In a joint assertion, Hempstead Town Supervisor Don Clavin and Councilman Anthony D’Esposito defined that they denied the plan due to resident outcry.
“When residents converse up about points impacting the suburban character of their neighborhoods, we take their opinions severely,” they mentioned. “. . . These residents raised an array of legitimate objections, together with the potential for a major enhance in visitors and congestion inside this residential neighborhood that’s inside shut proximity to colleges. Neighbors additionally expressed worries concerning the growth’s lack of ample parking, in addition to blocked sight traces that impede on the character of this beloved neighborhood.”
After the vote, Dave Dedonna, who lives lower than a mile from the OJC, mentioned he was happy. “I used to be thrilled, completely thrilled,” he mentioned. “It was satisfying as a result of normally it doesn’t go that method, from what I see, so it was good.”
A resident named Brett, who requested to not give his final title due to his job in federal legislation enforcement, lives about 25 ft away from the OJC, on Sylvan Court, and mentioned he and plenty of residents have been “shocked” after they noticed the scale and scope of the mission that builders sought to construct.
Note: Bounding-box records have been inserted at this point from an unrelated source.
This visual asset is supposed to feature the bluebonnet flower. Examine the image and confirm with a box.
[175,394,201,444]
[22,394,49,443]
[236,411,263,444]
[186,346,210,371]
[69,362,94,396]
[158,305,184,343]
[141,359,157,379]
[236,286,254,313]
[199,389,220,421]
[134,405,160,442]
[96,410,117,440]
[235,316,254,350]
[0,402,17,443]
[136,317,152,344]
When the 7-0 vote was forged, he mentioned, he was joyful. “When you heard that, as a resident, that was nice, and I believe everyone had a smile on their face,” he mentioned. “As a neighborhood, we don’t thoughts them constructing one thing right here. Build non-public homes, construct one thing good. Not one thing that’s going to have an effect on the neighborhood in a unfavorable method.”
Marty Salzberg echoed lots of the different residents’ sentiments, including that she hoped the OJC may discover one other solution to survive.
“I used to be shocked,” she mentioned of the vote. “I used to be surprised. My jaw dropped. We have been very stunned, and it’s the type of factor the place in the event that they got here in with a right-sized mission, the neighborhood would help it.”